The Lek lab was established in January 2018 at Yale School of Medicine and is focused on understanding the genetic mechanism of rare diseases that may lead to rational approaches for therapies. Initially we are aimed at improving the diagnosis of rare neuromuscular diseases through the following approaches:
In recent years, large genomic data sets such as ExAC have been made publicly available and are a powerful resource for methods development. Our goal is to use these resources to build computational methods to improve our interpretation and prioritization of near-coding variants that are captured by exome sequencing but are often filtered or not considered due to difficulties in their interpretation. Further understanding of these classes of variants may contribute to improving the diagnosis rate in rare diseases.
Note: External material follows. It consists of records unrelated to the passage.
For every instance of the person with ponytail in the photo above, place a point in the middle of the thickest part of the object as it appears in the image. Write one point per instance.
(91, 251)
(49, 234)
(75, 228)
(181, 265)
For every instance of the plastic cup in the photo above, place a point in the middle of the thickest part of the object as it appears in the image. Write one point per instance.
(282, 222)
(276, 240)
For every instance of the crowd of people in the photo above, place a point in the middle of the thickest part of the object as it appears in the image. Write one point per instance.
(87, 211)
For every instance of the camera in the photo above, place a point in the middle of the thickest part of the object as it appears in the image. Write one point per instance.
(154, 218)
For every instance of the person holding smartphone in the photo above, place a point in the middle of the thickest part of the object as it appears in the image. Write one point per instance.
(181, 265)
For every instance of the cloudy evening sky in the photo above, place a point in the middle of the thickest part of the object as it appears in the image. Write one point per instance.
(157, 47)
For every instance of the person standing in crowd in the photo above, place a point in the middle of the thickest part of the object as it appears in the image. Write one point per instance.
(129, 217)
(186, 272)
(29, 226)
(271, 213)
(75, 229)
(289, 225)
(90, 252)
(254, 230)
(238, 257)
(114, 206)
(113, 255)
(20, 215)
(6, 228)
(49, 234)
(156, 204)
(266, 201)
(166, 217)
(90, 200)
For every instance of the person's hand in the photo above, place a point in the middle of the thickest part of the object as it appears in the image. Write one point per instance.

Novel disease gene discovery
In collaboration with the Center of Mendelian Genomics, we aim to build and sequence a large cohort of undiagnosed neuromuscular disease patients to identify novel genes from exome and genome sequencing. These cohorts will be mainly non-European with a particular focus on patients from East Asia and South Asia. As part of these projects, we aim to develop and share tools and methods specific to rare disease analysis.
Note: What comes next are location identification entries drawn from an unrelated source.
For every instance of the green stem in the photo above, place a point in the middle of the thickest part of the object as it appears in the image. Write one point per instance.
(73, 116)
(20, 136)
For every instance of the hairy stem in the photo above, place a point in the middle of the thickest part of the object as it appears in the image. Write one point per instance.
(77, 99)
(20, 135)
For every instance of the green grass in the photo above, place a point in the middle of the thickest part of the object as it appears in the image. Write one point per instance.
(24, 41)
Detection of non-coding variants associated with disease
We aim to develop a cohort of recessive disease patients with only one pathogenic variant identified and based on several lines of evidence are likely to harbor another pathogenic mutation. Genome sequencing of these patients is likely to reveal non-coding, structural variants or novel mechanisms that were undetected by exome sequencing.
As a complementary approach, we will use saturating mutagenesis (i.e. tiling of sgRNA) to systematically disrupt regions in the vicinity of disease genes to identify non-coding regions that may impact gene function.
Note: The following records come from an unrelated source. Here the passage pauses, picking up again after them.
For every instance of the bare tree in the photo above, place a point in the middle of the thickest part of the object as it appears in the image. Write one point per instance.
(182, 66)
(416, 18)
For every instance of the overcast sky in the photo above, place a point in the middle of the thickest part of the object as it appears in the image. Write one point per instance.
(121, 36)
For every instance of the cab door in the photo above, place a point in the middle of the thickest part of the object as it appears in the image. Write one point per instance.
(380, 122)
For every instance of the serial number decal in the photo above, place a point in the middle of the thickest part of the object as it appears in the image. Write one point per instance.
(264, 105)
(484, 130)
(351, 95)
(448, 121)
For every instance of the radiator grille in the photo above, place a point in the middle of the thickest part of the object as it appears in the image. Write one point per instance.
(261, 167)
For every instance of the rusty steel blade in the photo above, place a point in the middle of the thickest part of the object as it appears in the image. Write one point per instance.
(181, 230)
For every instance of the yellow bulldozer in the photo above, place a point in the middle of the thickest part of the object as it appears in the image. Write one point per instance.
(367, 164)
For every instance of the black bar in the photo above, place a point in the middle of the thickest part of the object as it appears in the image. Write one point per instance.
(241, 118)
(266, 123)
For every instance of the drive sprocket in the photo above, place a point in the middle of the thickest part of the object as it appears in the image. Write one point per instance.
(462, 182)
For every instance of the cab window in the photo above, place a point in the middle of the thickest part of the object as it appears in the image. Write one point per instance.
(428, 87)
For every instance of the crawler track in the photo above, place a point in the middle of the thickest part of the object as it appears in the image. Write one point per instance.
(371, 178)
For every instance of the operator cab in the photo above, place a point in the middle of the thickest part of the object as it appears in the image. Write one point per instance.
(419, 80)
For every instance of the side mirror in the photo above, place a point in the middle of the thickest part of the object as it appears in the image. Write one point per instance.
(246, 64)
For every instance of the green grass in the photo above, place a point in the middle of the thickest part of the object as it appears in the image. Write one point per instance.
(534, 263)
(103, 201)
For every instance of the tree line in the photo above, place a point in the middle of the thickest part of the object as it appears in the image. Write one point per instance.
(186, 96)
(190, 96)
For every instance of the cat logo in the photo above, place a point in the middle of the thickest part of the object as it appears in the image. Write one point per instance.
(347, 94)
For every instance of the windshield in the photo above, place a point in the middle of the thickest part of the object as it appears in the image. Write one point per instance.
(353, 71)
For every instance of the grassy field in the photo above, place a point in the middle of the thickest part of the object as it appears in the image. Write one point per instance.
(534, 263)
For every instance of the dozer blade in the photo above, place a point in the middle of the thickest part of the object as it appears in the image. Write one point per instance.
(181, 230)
Interpretation of variants of unknown significance
A large challenge of rare disease diagnosis is the interpretation or correcting misinterpretations of rare missense variants in well established disease genes. Computational and analytical approaches take several lines of evidence in to consideration such as allele frequency and conservation but rarely physiologically relevant functional assays. Using cells from patients and healthy controls, we will design scalable high-throughput assays that can distinguish pathogenic from benign variants in muscle disease.
The methods and models to better understand the genetic underpinnings of rare disease can then be used to design and test therapies for neuromuscular disease patients.